A few days ago, I came across this tweet from antirez, author of Redis:
A soccer player can have a great idea of the game tactic and strategy, the sense of her/his buddies in the field of game, but anyway to be able to kick the ball well is absolutely required. It’s the same for programmers: I’m proud to be a coder.
Years ago I was talking to a younger programmer about how he wanted to grow as a programmer.
He was officially a junior, but in some ways already ahead of that title. A remarkable written communicator, for example. His commit messages were extensive, nicely formatted, describing the Why, the What, the How. He was empathetic and humble in the way he wrote, always open to the possibility that he “might be missing something here. Can you explain?” Every i dotted, every list bulleted.
When I asked him what his goals were, he said: have you ever seen Formula 1? There are these guys in each racing team. They sit next to the track, in these boxes, and wear headphones. They monitor the race and give directions. I want to be like them! Thinking strategically, communicating directions and ideas.
Ah, I thought, I know what he’s getting at. He wants to be a tech lead, or staff engineer.
From where I was sitting, though, it looked to me like he could still get a lot better at coding. At testing, at debugging, at changing complex pieces of code, at anticipating side-effects of changes he was making, at understanding his tools and languages. I also thought it was still possible and useful to get faster: faster at producing working code, faster at reading and understanding code, faster at fixing failing tests and reproducing bugs, faster at shipping.

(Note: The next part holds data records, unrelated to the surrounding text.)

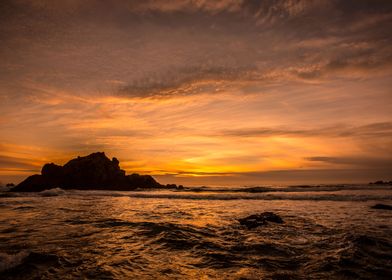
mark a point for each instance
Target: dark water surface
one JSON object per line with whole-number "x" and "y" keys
{"x": 328, "y": 233}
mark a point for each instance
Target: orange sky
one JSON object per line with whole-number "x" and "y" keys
{"x": 200, "y": 92}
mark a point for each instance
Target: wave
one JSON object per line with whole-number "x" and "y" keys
{"x": 328, "y": 197}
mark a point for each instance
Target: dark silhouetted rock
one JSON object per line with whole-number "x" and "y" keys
{"x": 257, "y": 220}
{"x": 382, "y": 206}
{"x": 95, "y": 171}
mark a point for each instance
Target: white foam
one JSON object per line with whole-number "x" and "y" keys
{"x": 52, "y": 192}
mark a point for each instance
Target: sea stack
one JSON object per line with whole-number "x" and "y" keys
{"x": 93, "y": 172}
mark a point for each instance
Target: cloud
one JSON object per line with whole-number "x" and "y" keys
{"x": 368, "y": 162}
{"x": 383, "y": 129}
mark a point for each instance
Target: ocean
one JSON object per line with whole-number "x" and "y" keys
{"x": 329, "y": 232}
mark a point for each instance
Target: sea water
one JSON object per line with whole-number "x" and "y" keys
{"x": 329, "y": 232}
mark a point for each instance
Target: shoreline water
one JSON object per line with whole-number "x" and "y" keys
{"x": 67, "y": 234}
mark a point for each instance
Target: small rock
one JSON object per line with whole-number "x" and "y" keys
{"x": 256, "y": 220}
{"x": 382, "y": 206}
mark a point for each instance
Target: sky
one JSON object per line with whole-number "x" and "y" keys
{"x": 199, "y": 92}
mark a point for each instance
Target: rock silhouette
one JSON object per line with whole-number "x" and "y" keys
{"x": 95, "y": 171}
{"x": 262, "y": 219}
{"x": 382, "y": 207}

I said: yes, I know that position in Formula 1. Have you ever watched soccer? There are guys like this in soccer too. Midfielders, strategists, high-level thinkers. Players like Zidane, who can read the game like barely anyone else and know exactly who will be where on the pitch and when. They are not known for their running, but for their thinking. But make no mistake: even Zidane can run for 90 minutes and kick the ball into the goal from any spot on the field. No one would care about his pitch-reading if he couldn’t score when he had to.
Reminds me of this post by Nat Bennett:
https://www.simplermachines.com/career-advice-for-engineers-who-arent-supposed-to-exist/
Similar to your advice, he recommends:
Keep your eye on the long view
Don't let yourself get caught up in performance review
Get faster with deliberate practice
Get faster by building stuff
Stay technical
Used to that guy although I never came that good at communication. Sometimes the need for greater coding skills need to be injected.